Ahhh thank you Laura!! You are making me blush 🙂
Amazing news! You are extremely talented and I am sure the book will betray just that! Congratulations!
Thank you so very much Valentina!! That makes me very happy to hear 🙂
Congratulations on your book! So exciting! Such an announcement definitely deesrves a piece or two of this beautiful cake. 🙂
Thank you Eileen 😀 It definitely made the celebration feel tastier!
Yay, congratulations!
And where did you find the ornamental oregano!? I looked everywhere for a plant this year to no avail.
Thanks so much my dear!! And I found it at Portland nursery on Stark around mid July.
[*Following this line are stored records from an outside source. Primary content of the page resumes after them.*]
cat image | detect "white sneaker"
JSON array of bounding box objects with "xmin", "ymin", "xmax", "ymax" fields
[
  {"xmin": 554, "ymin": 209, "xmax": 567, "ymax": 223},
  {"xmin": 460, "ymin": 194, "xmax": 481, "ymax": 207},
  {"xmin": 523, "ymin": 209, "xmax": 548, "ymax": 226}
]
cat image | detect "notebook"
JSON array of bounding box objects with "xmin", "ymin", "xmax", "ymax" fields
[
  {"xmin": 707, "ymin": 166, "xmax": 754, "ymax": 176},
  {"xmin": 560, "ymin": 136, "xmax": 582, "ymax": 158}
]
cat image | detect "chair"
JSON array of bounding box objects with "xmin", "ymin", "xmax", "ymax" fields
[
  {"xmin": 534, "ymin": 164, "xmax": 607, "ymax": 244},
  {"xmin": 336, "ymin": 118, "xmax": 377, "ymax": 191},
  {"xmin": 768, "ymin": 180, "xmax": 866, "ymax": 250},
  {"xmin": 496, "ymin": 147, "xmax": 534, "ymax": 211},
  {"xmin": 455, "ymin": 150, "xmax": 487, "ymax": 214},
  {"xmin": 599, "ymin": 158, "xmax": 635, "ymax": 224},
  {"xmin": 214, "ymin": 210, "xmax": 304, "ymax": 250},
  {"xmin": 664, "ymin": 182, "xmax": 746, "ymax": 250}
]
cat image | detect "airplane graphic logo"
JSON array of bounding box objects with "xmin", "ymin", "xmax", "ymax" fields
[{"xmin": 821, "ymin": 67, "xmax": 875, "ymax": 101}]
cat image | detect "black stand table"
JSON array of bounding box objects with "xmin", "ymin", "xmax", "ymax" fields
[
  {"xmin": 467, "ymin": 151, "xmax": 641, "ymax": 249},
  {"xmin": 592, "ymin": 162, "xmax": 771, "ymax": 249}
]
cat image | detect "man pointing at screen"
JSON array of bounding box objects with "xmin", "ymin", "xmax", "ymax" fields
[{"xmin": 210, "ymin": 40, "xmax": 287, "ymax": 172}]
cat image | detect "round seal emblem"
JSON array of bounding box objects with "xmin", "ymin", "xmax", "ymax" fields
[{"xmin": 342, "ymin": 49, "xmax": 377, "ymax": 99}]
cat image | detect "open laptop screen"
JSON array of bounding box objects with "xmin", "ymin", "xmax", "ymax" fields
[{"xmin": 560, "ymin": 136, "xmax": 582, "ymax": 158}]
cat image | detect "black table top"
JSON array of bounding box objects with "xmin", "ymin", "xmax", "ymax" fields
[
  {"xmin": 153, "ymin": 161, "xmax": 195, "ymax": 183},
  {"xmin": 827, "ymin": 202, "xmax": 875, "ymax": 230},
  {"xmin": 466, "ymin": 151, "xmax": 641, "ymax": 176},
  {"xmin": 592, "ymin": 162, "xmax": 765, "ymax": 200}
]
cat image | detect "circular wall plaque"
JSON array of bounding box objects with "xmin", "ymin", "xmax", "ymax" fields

I bought all the ones they had left (3) so I don't know if that was their last batch of them or not. I'm curious to see if they'll come back next year or if I'll have to grow new ones!
This is sooo fantastic! Congrats to you on the book!
Thank you so much Jocelyn!! 😀
Amazing. Congratulations. Fantastic. Wonderful. so pleased for you 🙂
P.S. Love the new logo, it's super cute.
Awww thank you Kimberly 🙂 And I am so glad you like the new logo!
You make the most beautiful cakes. The flavors of this one, particularly, are so unique and interesting. I love rosemary and mint and thyme in desserts, and I know I will love oregano, too.
And congratulations! I can't wait to buy a copy!
You will definitely love this cake, it has such a pleasant herbal quality to it that I just love. And thank you for you sweet words!
Yay Eva, congrats!! Awesome, I know that this is goint to be a gorgeous masterpiece!
And what a beautiful cake, so lovely!
Thank you so much, my friend!!
Hey Eva! That's great! Your own cookbook, aaah! Congratulations, it's going to great, I know! Cake looks amazing 🙂 Good luck and have fun creating your book!
Thank you so much, Adinda!! I am so excited for it, so many tasty recipes to make 😀
Congrats on the cookbook! That is so very exciting and wonderful that all your hard work on here has paid off!
Thank you so much for this recipe . It looks great i will try it today ! 🙂
Try this recipe it's my favorite cake: http://no.findiagroup.com
This is such exciting news! I will be first in line for this undoubtably gorgeous cookbook. And this cake is stunning! xx
when I mix the frosting comes out uniformly lilac how does yours look streaked almost ombre
Wonderful – a cookbook with magic moments. I love your blog, the food, the light. Iris
This is the best cake I’ve ever made. Its unique and I’ll dare say fancy. Its unique ingredients make this a show stopper. How genius of you to come up with this flavor combination. Thank you, this is a pass down recipe!
AWWW thank you *SO* much Sandy! You are the sweetest! I am so glad you enjoyed the recipe!
I LOVE this cake! I made it for a wedding recently and it was a huge hit! I struggled with the baking portion though. My cakes sank! Like more than half way down and I don’t know why?! Any tips? Insight?! I made 3 batches with all the same results. I have 3 more orders for this cake and cannot afford to waste so much product!
Everything looks, elegant, delicious and original and full of art. I can imagine the tastes.
Recipe Question: The frosting recipe includes 1/2 + 2Tsp granulated sugar. But I didn’t see when to incorporate in the instructions so I added it in at the end, which gave the frosting a crunchy texture.
Most beautiful photography
The recipe calls for granulated sugar but never says when to add it in the directions. Do you even use that or just stick with the powdered sugar? Also, in the comments you mentioned using cream of tartar but that isn’t in the ingredient list OR in the directions. If you use this, how much and when do you add it in? Thanks for your response!